Mozarteum Orchestra, Mozarteum

Kraus, Koželuh, JS Bach, CPE Bach, Schubert

The wonderful Mozarteum Orchestra, under its principal guest conductor Giovanni Antonini presented a concert of historical curiosities in the Mozarteum this evening.  The music was beautifully played (as expected with this orchestra), and was pleasant enough (if not perhaps better suited in temperament for one of their Sunday morning concerts rather than a Thursday evening), but in the end, some composers probably deserve to be forgotten.

The concert opened with the Symphony in c, VB 142, by Joseph Martin Kraus, a German who spent most of his career as a court composer in Sweden and was almost an exact contemporary of Wolfgang Amadé Mozart (born a few months after Mozart, died a year after him).  Kraus composed this symphony in Vienna, and it seems likely (although not fully confirmed) that Joseph Haydn gave its premiere. Haydn is said to have liked this work – but when compared to the master, one wonders if he was just being polite to a friend.  While perfectly nice music (perhaps for a sleepy Sunday morning), it simply said nothing and went nowhere – and considering there was Haydn, there really was no need for Kraus.

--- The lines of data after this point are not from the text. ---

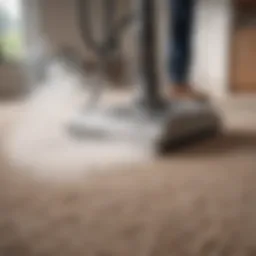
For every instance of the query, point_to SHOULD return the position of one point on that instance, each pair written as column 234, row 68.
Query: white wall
column 210, row 68
column 212, row 46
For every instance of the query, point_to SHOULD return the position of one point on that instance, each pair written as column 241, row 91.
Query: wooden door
column 243, row 74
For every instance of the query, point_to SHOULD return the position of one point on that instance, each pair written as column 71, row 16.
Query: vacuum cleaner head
column 180, row 124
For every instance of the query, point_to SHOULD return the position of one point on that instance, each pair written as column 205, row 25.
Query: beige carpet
column 64, row 197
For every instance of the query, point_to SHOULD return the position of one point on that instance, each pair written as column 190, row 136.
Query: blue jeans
column 180, row 31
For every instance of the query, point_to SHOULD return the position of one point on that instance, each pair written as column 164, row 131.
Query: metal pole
column 148, row 58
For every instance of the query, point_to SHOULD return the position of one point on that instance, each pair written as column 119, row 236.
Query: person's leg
column 180, row 31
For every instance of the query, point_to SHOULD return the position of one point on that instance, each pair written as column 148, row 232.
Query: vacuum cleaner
column 150, row 120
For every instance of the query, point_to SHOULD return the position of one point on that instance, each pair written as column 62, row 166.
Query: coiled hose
column 112, row 30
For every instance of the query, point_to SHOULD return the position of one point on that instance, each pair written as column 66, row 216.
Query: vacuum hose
column 113, row 30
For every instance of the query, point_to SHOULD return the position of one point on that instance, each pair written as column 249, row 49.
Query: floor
column 64, row 197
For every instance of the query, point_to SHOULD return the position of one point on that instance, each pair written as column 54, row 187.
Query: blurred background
column 223, row 65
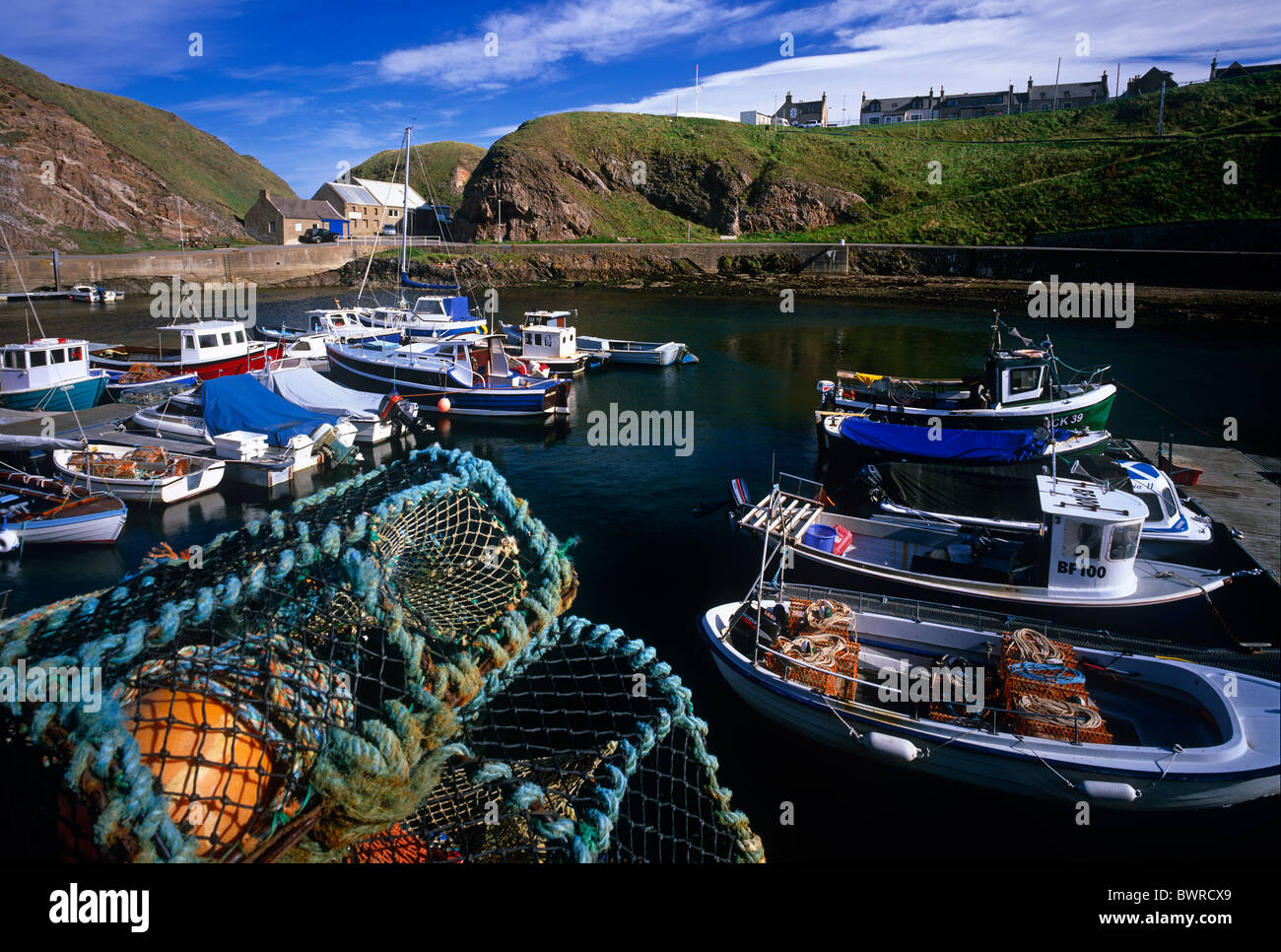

Next up came the oboe concerto in F by Jan Antonín Koželuh, a Czech composer slightly younger than Haydn but with a similarly long lifespan.  Of course, if I want an oboe concerto from this period, I would turn to one by Ludwig August Lebrun (a composer who is mostly forgotten, but in my opinion not justifiably – and Lebrun’s oboe concerti are probably the pinnacle of the Fach for that instrument).  But Koželuh’s it was.  I suppose the third movement was playful, at least, but we had to get to it.  Again, perfectly nice music, but nothing to get excited about.  The solo oboist was Albrecht Mayer, the principal oboist of the Berlin Philharmonic, who had a strong but sweet tone (actually, surprisingly sweet for an oboe – normally when oboists sound sweet, they lack substance – I am a fan of the bold nasal twang of the instrument – but that was not the case here, both sweet and substantive).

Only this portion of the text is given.